In summary, we map individual dynamics into dynamic units that can be integrated into the matrix representation of a networked system, offering a general paradigm to explore the joint effect of individual dynamics and network topology on the system's controllability. The paradigm leads to a striking discovery: the universal symmetry of controllability as reflected by the invariance of controllability with respect to exchanging the fractions of any two different types of individual dynamics and the emergence of highest controllability at the global symmetry point. The global symmetry indicates that the controllability is determined exclusively by the densities of different individual dynamics rather than their specific intrinsic dynamics. These findings generally hold for arbitrary networks and individual dynamics of any order. The symmetry-induced highest controllability has immediate implications for devising and optimizing the control of complex systems by for example, perturbing individual dynamics to approach the symmetry point without the need to adjust network structure.

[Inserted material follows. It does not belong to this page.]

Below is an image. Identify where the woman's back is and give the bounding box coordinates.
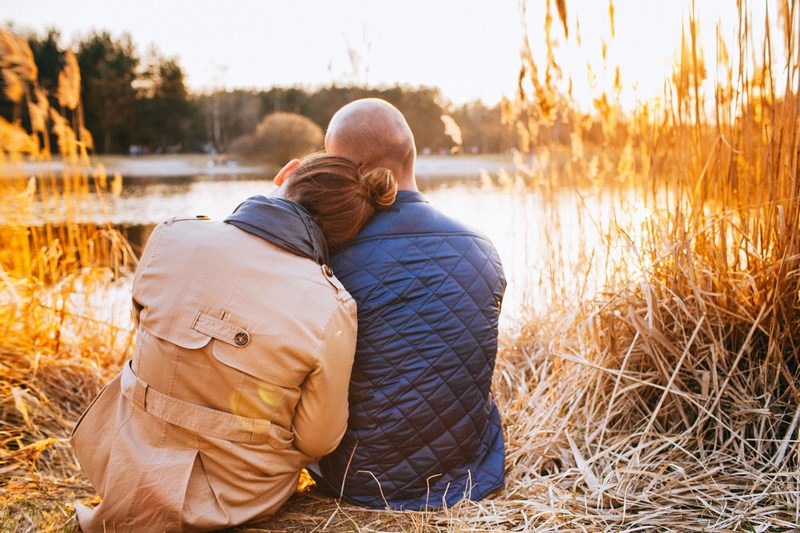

The theoretical paradigm and tools developed here also allow us to address a number of questions, the answers to which could offer further insights into the control of complex networked systems. For example, similar individuals are often accompanied by dense inner connections among them, accounting for the widely observed communities with relatively sparse connections among them in natural and social systems. How such structural property in combination with the similarity and diversity of individual dynamics impacts control is worthy of exploration. Despite the advantage of our tools compared to the other methods in the literature, the network systems that we can address are still the tip of the iceberg, raising the need of new tools based on network science, statistic physics and control theory. At the present, we are incapable of tackling general nonlinear dynamical systems, which is extremely challenging not only in complex networks but also in the canonical control theory. Nevertheless, our approach, we hope, will inspire further interest from physicists and other scientists towards achieving ultimate control of complex networked systems.